The current Pope, who has created more than a thousand saints, has streamlined the procedure considerably. Only one miracle, instead of four, is now required for beatification. Padre Pio's healing of a 42-year-old woman from Salerno was put forward as an exemplum in the long and rigorous procedure. The woman, who is still alive today, was due for emergency surgery in 1995 after a build-up of lymphatic fluid in her chest. After she prayed to Padre Pio, several litres of fluid disappeared and the operation was not needed. Doctors were unable to explain the occurrence.

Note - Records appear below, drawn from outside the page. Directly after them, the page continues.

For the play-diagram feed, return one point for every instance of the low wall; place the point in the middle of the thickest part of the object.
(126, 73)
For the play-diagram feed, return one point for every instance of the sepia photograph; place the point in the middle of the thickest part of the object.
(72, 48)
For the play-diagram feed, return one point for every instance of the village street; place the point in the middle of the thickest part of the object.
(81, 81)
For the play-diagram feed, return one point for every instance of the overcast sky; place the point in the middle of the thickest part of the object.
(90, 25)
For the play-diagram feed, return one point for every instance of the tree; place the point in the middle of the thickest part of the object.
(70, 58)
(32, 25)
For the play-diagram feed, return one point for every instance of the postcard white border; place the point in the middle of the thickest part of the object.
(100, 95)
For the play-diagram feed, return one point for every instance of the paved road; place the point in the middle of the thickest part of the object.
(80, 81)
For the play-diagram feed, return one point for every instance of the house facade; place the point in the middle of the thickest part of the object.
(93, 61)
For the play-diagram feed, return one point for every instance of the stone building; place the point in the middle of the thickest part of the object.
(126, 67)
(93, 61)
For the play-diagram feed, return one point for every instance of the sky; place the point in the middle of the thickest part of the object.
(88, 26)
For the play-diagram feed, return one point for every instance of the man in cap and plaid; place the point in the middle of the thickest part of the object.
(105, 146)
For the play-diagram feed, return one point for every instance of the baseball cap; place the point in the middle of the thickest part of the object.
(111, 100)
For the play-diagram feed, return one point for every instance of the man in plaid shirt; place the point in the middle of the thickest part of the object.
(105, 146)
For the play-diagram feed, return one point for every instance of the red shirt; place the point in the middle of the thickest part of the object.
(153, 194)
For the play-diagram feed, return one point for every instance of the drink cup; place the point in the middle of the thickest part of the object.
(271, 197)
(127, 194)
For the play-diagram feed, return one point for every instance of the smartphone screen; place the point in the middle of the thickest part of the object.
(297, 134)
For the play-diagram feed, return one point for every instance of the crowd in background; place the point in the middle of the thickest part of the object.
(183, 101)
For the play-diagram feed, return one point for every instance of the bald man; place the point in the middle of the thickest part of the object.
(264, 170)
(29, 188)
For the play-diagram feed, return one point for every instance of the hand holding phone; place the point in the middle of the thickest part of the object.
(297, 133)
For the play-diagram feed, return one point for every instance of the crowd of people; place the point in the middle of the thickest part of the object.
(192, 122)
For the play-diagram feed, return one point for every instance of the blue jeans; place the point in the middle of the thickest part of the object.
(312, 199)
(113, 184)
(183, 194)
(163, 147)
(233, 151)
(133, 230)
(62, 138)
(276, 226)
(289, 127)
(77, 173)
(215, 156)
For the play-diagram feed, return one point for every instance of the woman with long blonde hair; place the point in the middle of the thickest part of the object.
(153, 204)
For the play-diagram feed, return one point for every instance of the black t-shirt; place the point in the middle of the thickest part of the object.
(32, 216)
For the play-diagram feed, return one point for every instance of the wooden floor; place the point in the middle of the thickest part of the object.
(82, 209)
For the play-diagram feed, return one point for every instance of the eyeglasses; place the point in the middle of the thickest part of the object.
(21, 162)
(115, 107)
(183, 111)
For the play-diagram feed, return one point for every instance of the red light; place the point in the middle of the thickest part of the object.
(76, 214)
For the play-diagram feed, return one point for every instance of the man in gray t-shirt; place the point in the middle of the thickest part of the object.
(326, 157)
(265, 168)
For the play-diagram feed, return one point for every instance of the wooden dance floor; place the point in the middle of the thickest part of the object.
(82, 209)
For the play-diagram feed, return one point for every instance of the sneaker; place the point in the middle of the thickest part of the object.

Sceptics say Padre Pio's only real miracle is the million-dollar industry that has sprung up around him and San Giovanni Rotondo, which attracted an estimated seven million visitors each year. (The figure is reached by complex calculations involving the number of tour group leaders who sign in, the quantity of communion wafers consumed, and the vehicles registered by the traffic police.) Annual revenues from property bequeathed to Padre Pio, indulgences, merchandising, and the sale of products from two farms, are estimated to generate more than pounds 20m. The new church being built, designed by Renzo Piano, is expected to cost around pounds 12m and will be wholly financed by donations.
In an otherwise depressed area, the 26,000 inhabitants have one of the highest pro capita incomes in the region. The magnificent hospital called The House of Relief of Suffering, set up by Padre Pio in 1957, employs 3,000 people, and there are jobs to be filled in the old folks home as well as bars, hotels and restaurants. The landscape is dotted with cranes for the construction of a new church with a 60,000 capacity. Current accommodation, which ranges from the three-star Hotel California to a more modest pension run by the Sisters of St Joseph, is insufficient, and another 80 hotels are planned. "We'll need them," said one hotelier, "for when he becomes a saint and we overtake Lourdes as Europe's principal shrine."